I have the Best of The Four Tops on my record player. It's half past seven in the morning. I suspect I'll keep listening to it until nine o'clock when I have a lesson. I might just keep listening to it. I'll do what I want to. The one thing I have at the moment is time.
Every good record collection is made up of Greatest Hits. Best Ofs. Compilations. I find music comparisons and lists of music increasingly spurious although I'm obliged to fall back on them and find myself using the language I'm trying to get away from myself unwittingly. I like writing. We all need basic organising principles or the world would fall apart. My fridge would decombust and I would have no milk to pour on my corn flakes.

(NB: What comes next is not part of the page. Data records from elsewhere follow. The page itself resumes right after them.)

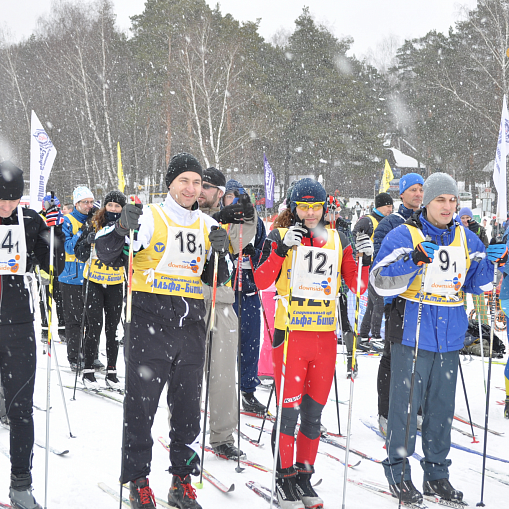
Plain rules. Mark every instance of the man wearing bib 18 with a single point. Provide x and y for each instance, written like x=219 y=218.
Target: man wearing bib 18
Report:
x=174 y=249
x=22 y=232
x=433 y=254
x=311 y=353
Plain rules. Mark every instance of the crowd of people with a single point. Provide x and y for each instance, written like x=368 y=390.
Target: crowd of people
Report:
x=416 y=265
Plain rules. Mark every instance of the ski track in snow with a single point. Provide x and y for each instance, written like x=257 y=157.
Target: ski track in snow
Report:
x=97 y=424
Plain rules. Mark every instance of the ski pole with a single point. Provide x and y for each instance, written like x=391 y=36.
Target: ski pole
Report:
x=283 y=372
x=350 y=403
x=412 y=383
x=209 y=357
x=83 y=316
x=127 y=337
x=239 y=341
x=486 y=417
x=48 y=368
x=474 y=441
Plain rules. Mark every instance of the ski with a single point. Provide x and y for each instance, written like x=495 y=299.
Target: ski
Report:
x=58 y=452
x=207 y=475
x=374 y=488
x=263 y=492
x=243 y=461
x=466 y=421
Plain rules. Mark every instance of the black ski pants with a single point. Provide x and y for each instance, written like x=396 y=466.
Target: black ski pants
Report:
x=17 y=370
x=107 y=299
x=159 y=354
x=73 y=312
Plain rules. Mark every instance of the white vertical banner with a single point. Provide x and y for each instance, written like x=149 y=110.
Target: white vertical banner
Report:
x=42 y=156
x=500 y=169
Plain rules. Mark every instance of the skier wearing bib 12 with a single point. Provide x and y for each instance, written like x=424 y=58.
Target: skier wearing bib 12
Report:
x=321 y=259
x=453 y=259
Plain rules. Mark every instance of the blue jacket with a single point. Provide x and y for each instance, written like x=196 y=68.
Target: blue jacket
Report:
x=73 y=270
x=442 y=327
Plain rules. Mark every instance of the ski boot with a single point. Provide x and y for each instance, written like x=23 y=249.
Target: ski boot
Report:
x=182 y=494
x=442 y=488
x=251 y=404
x=89 y=380
x=305 y=490
x=20 y=492
x=141 y=495
x=286 y=489
x=409 y=495
x=228 y=450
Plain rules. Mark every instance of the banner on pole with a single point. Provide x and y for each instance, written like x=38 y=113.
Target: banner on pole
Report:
x=42 y=156
x=269 y=183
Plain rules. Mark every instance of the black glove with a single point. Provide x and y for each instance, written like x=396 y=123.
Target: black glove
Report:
x=230 y=214
x=219 y=239
x=424 y=253
x=129 y=219
x=247 y=206
x=473 y=226
x=249 y=250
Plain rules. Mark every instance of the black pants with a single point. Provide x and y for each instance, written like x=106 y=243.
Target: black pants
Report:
x=383 y=384
x=107 y=298
x=160 y=354
x=17 y=370
x=73 y=312
x=372 y=320
x=59 y=303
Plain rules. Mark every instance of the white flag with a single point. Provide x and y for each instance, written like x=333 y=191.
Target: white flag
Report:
x=42 y=156
x=500 y=169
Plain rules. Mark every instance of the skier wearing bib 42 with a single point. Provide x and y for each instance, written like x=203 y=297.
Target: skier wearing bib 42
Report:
x=321 y=259
x=434 y=246
x=22 y=232
x=174 y=254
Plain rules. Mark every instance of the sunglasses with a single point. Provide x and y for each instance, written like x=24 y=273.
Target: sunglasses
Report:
x=304 y=206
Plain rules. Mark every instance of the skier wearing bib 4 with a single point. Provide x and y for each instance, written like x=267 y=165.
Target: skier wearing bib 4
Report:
x=434 y=246
x=320 y=262
x=175 y=249
x=22 y=232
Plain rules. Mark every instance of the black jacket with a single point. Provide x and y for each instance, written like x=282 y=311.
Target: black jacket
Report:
x=15 y=300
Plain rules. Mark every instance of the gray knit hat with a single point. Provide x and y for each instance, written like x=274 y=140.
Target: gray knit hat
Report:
x=437 y=184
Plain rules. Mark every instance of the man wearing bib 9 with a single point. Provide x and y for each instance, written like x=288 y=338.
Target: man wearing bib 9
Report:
x=433 y=246
x=22 y=232
x=311 y=355
x=174 y=249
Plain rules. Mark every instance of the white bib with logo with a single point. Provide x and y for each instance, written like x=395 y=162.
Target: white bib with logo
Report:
x=13 y=248
x=316 y=272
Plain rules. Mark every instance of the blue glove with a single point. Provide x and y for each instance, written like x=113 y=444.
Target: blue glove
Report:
x=424 y=253
x=497 y=253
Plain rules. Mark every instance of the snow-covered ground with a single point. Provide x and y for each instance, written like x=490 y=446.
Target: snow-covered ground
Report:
x=94 y=455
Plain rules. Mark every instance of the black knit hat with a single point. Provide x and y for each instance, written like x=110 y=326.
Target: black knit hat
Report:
x=115 y=197
x=383 y=199
x=181 y=163
x=11 y=181
x=215 y=177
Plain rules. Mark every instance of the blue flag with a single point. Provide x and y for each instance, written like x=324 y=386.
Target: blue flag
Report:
x=269 y=183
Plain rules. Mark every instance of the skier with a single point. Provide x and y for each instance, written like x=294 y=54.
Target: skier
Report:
x=104 y=294
x=253 y=233
x=453 y=259
x=71 y=279
x=312 y=340
x=372 y=320
x=410 y=191
x=22 y=231
x=175 y=248
x=222 y=391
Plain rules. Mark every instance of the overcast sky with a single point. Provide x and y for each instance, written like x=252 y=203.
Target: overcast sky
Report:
x=367 y=21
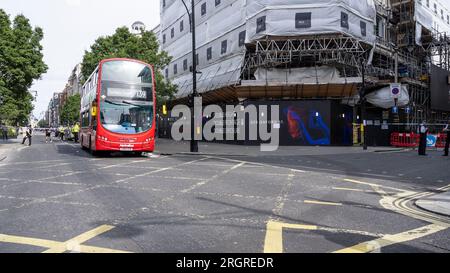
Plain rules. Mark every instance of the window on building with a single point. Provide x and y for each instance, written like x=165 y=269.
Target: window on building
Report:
x=363 y=26
x=242 y=38
x=223 y=48
x=303 y=20
x=344 y=20
x=261 y=24
x=203 y=9
x=209 y=53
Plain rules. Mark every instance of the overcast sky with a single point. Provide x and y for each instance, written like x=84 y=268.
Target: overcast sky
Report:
x=70 y=27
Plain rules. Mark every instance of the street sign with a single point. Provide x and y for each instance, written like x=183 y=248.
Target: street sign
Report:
x=396 y=90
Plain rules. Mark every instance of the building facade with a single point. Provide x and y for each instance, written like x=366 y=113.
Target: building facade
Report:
x=276 y=51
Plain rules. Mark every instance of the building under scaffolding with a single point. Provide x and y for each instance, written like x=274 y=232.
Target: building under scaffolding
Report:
x=301 y=53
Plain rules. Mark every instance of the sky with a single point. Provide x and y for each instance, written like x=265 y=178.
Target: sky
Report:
x=70 y=27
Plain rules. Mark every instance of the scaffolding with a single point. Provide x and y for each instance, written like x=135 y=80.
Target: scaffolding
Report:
x=397 y=57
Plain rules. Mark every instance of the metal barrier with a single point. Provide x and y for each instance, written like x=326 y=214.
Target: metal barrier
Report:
x=405 y=140
x=442 y=138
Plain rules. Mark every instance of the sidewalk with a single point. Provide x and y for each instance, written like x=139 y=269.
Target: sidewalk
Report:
x=439 y=203
x=166 y=146
x=7 y=146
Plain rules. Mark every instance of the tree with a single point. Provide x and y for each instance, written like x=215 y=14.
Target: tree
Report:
x=124 y=44
x=70 y=113
x=43 y=124
x=21 y=62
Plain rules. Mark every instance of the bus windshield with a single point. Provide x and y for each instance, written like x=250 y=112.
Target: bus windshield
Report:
x=126 y=103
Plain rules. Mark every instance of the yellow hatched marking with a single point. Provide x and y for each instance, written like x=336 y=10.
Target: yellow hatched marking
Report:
x=75 y=244
x=322 y=203
x=273 y=242
x=389 y=240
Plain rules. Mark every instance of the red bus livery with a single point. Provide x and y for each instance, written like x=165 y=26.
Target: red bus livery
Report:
x=118 y=107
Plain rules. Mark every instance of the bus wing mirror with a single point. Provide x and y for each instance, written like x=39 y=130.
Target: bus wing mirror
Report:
x=94 y=111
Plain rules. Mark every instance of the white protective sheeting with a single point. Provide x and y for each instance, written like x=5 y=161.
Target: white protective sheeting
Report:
x=301 y=17
x=221 y=74
x=383 y=98
x=303 y=75
x=430 y=18
x=236 y=22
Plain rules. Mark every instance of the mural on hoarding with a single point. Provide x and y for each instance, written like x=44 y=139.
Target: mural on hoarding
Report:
x=306 y=126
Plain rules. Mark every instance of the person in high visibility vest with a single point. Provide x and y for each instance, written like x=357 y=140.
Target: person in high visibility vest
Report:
x=423 y=131
x=76 y=131
x=61 y=132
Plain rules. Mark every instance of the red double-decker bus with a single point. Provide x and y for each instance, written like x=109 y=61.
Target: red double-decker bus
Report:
x=118 y=107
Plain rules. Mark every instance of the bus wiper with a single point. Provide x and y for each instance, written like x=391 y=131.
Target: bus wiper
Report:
x=139 y=105
x=113 y=102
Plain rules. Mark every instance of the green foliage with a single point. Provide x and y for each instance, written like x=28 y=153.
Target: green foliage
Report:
x=70 y=113
x=12 y=132
x=124 y=44
x=43 y=124
x=21 y=62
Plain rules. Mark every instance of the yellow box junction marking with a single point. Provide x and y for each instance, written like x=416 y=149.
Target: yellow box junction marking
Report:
x=274 y=235
x=389 y=240
x=313 y=202
x=74 y=244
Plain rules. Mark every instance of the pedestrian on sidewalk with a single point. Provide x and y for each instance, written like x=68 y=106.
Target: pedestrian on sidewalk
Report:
x=61 y=132
x=76 y=131
x=28 y=135
x=4 y=132
x=48 y=136
x=423 y=130
x=447 y=143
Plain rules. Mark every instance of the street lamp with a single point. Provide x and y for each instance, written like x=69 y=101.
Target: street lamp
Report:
x=194 y=143
x=362 y=94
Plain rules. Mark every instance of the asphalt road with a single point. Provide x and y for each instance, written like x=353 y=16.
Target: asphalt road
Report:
x=57 y=198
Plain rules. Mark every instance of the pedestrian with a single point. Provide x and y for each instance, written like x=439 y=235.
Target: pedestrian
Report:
x=48 y=136
x=28 y=135
x=4 y=132
x=76 y=131
x=423 y=130
x=61 y=132
x=447 y=143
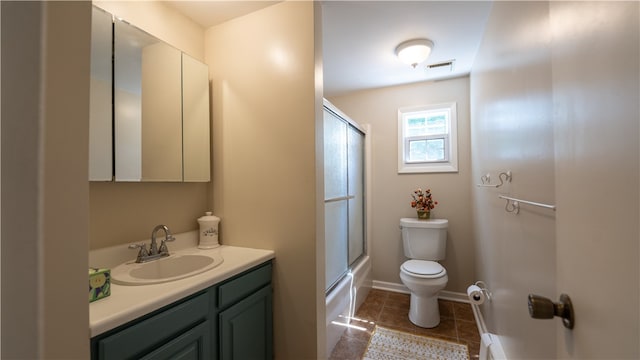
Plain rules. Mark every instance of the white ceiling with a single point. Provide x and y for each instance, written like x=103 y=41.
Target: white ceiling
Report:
x=360 y=37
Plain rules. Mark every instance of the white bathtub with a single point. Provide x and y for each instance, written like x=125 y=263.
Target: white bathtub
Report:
x=339 y=302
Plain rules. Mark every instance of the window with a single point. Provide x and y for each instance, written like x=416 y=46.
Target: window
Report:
x=427 y=139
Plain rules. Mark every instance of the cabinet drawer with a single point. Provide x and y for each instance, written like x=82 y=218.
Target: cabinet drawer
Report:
x=147 y=334
x=238 y=288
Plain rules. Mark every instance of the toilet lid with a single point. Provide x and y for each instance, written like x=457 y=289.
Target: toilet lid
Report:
x=423 y=268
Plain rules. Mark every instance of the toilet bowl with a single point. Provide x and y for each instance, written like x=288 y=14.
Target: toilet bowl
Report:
x=425 y=279
x=424 y=242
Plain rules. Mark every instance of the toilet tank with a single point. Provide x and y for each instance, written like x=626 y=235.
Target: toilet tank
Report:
x=424 y=239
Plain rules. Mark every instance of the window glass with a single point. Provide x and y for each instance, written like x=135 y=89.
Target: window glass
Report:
x=427 y=138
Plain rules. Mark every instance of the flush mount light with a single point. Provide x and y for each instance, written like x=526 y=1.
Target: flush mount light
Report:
x=415 y=51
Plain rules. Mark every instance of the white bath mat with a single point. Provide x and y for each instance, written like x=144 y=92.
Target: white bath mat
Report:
x=387 y=344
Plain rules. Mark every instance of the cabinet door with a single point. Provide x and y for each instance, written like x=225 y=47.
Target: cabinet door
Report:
x=246 y=328
x=194 y=344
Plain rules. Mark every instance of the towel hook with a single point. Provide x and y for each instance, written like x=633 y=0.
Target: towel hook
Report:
x=512 y=206
x=486 y=179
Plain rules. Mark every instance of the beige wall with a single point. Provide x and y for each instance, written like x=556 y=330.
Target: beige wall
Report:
x=554 y=93
x=512 y=130
x=264 y=103
x=392 y=191
x=596 y=77
x=127 y=212
x=45 y=87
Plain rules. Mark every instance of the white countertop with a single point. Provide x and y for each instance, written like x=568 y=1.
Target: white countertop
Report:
x=127 y=303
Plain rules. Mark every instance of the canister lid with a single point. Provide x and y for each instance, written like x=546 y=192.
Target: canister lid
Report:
x=208 y=217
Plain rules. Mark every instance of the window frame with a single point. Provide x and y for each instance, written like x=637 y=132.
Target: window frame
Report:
x=450 y=163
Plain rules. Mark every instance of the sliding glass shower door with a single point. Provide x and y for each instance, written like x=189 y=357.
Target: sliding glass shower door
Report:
x=344 y=194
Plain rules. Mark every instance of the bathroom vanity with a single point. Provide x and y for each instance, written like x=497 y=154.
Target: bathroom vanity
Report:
x=223 y=313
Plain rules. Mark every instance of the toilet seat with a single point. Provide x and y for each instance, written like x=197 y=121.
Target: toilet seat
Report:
x=423 y=269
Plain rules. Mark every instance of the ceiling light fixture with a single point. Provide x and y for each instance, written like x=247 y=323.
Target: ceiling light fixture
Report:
x=415 y=51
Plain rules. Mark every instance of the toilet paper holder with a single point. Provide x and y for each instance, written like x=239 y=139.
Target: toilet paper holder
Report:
x=479 y=298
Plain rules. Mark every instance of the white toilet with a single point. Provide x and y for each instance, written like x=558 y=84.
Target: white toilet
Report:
x=424 y=244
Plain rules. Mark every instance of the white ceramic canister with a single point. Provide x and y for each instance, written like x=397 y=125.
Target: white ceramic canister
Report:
x=208 y=231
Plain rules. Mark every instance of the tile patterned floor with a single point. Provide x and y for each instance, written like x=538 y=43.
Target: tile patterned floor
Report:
x=391 y=310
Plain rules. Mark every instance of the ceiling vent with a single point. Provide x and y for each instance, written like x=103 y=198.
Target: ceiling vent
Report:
x=441 y=68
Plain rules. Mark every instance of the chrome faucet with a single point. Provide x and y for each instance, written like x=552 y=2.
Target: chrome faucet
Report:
x=154 y=251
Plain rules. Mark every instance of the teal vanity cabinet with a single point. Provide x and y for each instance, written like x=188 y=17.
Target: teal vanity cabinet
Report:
x=230 y=320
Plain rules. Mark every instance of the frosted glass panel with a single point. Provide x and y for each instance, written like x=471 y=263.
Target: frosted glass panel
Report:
x=335 y=233
x=335 y=156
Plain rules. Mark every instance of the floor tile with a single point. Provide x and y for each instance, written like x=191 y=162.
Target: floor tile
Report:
x=391 y=310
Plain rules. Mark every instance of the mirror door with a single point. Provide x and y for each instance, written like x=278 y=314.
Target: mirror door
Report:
x=148 y=107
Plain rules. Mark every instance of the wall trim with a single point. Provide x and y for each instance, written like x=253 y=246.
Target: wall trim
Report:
x=400 y=288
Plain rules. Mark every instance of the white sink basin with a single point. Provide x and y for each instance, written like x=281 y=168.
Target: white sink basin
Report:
x=173 y=267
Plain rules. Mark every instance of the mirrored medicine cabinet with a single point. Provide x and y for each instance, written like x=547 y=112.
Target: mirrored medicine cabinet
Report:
x=149 y=119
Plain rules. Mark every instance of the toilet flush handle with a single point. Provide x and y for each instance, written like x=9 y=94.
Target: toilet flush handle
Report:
x=542 y=308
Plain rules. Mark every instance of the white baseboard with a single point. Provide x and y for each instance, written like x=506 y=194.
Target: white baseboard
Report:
x=400 y=288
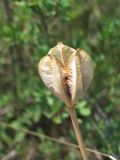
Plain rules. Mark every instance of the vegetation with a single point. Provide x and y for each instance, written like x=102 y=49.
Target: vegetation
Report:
x=29 y=28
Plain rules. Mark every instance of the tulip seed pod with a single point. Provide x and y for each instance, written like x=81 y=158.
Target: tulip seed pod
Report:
x=66 y=72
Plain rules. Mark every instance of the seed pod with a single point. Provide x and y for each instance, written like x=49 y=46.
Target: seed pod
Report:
x=66 y=72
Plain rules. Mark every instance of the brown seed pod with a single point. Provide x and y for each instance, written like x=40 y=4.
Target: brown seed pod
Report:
x=66 y=72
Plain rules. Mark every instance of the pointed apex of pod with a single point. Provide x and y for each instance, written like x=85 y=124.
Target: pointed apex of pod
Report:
x=66 y=72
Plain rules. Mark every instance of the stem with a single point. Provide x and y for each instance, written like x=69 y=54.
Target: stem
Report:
x=78 y=133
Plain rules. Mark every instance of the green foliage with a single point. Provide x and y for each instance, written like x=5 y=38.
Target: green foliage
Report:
x=28 y=30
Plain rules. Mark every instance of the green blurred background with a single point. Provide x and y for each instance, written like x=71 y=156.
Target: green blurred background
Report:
x=28 y=29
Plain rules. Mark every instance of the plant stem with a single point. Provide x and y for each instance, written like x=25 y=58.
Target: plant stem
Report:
x=78 y=133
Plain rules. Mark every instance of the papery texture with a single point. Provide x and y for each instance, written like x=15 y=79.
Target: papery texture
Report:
x=66 y=72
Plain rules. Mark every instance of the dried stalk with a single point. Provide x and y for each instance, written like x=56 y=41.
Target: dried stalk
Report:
x=78 y=133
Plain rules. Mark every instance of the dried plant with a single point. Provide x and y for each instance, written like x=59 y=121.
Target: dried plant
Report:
x=68 y=73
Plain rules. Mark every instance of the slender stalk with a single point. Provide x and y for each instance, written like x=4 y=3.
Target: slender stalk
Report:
x=78 y=133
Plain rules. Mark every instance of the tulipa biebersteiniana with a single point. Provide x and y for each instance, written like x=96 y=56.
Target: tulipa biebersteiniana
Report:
x=68 y=73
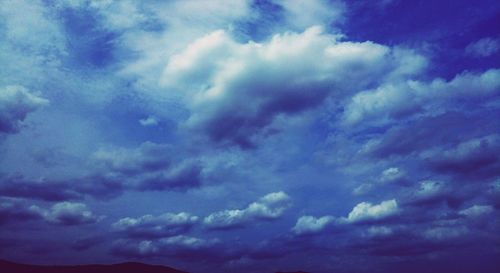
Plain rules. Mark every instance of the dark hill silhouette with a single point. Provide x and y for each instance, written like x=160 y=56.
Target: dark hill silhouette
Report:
x=10 y=267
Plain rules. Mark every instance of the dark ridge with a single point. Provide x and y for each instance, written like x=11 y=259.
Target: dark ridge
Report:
x=10 y=267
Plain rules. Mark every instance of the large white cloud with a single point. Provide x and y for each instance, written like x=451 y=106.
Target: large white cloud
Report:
x=269 y=207
x=16 y=102
x=234 y=90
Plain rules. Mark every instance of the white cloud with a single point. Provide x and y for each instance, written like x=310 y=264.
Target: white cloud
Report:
x=445 y=233
x=16 y=102
x=149 y=121
x=362 y=189
x=301 y=14
x=269 y=207
x=391 y=175
x=477 y=211
x=400 y=98
x=149 y=226
x=312 y=225
x=234 y=90
x=69 y=213
x=484 y=47
x=379 y=231
x=367 y=211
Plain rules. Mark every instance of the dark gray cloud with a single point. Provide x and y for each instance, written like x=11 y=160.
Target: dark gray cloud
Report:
x=69 y=214
x=19 y=186
x=149 y=226
x=269 y=207
x=12 y=210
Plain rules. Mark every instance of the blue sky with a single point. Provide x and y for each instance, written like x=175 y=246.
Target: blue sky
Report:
x=251 y=136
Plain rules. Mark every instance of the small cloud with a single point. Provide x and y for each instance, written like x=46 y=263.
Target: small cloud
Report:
x=379 y=231
x=369 y=212
x=311 y=225
x=269 y=207
x=477 y=211
x=16 y=102
x=362 y=189
x=68 y=213
x=149 y=226
x=445 y=233
x=392 y=175
x=484 y=47
x=149 y=121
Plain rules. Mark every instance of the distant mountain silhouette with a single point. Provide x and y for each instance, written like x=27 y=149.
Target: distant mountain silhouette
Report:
x=10 y=267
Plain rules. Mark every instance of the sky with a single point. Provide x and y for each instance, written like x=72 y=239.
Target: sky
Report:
x=251 y=135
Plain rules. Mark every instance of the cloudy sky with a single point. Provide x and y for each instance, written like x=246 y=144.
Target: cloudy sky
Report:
x=251 y=135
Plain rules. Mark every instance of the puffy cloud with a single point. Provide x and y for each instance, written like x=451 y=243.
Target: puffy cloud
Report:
x=149 y=226
x=484 y=47
x=68 y=213
x=310 y=225
x=364 y=212
x=396 y=99
x=235 y=90
x=269 y=207
x=15 y=104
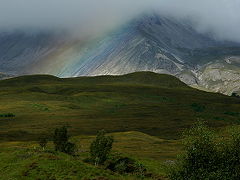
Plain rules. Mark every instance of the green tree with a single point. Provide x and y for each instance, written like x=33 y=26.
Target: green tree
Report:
x=208 y=156
x=61 y=141
x=43 y=142
x=101 y=147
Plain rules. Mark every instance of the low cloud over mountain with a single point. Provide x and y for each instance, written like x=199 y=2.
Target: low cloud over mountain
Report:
x=91 y=17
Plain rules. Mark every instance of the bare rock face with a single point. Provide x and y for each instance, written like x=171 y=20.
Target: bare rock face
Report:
x=147 y=43
x=221 y=76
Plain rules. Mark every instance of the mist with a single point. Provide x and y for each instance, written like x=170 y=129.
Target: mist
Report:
x=92 y=17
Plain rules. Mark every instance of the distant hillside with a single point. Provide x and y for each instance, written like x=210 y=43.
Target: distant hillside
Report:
x=158 y=105
x=149 y=42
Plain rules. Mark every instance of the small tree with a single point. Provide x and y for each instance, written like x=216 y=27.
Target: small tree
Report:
x=43 y=142
x=60 y=140
x=101 y=148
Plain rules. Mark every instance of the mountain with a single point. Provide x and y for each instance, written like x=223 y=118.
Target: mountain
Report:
x=149 y=42
x=155 y=104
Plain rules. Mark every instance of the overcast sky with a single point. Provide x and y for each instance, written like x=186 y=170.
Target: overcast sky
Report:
x=222 y=17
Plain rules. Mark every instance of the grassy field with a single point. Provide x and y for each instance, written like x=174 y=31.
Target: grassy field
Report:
x=26 y=160
x=145 y=112
x=158 y=105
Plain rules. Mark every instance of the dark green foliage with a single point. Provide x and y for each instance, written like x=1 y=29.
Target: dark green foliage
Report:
x=234 y=94
x=232 y=113
x=125 y=165
x=7 y=115
x=61 y=143
x=101 y=147
x=198 y=107
x=208 y=156
x=43 y=142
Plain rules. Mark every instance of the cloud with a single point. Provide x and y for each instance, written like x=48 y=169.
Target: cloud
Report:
x=89 y=17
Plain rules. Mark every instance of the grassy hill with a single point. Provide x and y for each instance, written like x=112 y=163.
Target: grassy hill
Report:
x=26 y=160
x=158 y=105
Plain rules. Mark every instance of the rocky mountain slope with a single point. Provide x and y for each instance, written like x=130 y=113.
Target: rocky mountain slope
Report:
x=147 y=43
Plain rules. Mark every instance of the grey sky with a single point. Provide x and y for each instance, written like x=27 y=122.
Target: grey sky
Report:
x=222 y=17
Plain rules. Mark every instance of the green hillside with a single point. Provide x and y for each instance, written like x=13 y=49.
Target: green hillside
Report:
x=158 y=105
x=145 y=112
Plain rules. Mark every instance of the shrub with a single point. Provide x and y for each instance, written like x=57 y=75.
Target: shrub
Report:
x=60 y=140
x=208 y=156
x=198 y=107
x=43 y=142
x=101 y=147
x=123 y=165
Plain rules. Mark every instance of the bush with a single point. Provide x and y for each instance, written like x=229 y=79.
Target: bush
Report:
x=7 y=115
x=43 y=142
x=208 y=156
x=124 y=165
x=60 y=140
x=101 y=147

But increasingly I despair of the human need to do this. It's the competitive urge I'd say and very much a male thing. I much prefer talking to women than men about music these days.Would you want to compare The Four Tops, The Temptations or The Miracles? Or compare them to The Supremes or The Vandellas. What would be the point. Why not just listen to music without turning to these ridiculous kneejerk comparisons. Try listening with your ears. It's fun.
So to expand the argument, why compare Tom Waits and The Smiths. .Chart positions are an interesting thing to think about but ultimately it's the song you return to. Golden Brown reached Number Two but it sounds like a Number One to me. Vienna reached Number Two as well. I didn't buy it. It means nothing to me.
The Four Tops is still spinning. We're still on Side One. This band was on Motown but I have the K-Tel Best Of. I also have a Motown Best Of. It has a better cover but this has more songs. Which one would you play? A great book could be written about the emotions and the cultural experience that these songs concern themselves with.. The struggle. The strife. The love. The quest. A good start to the day.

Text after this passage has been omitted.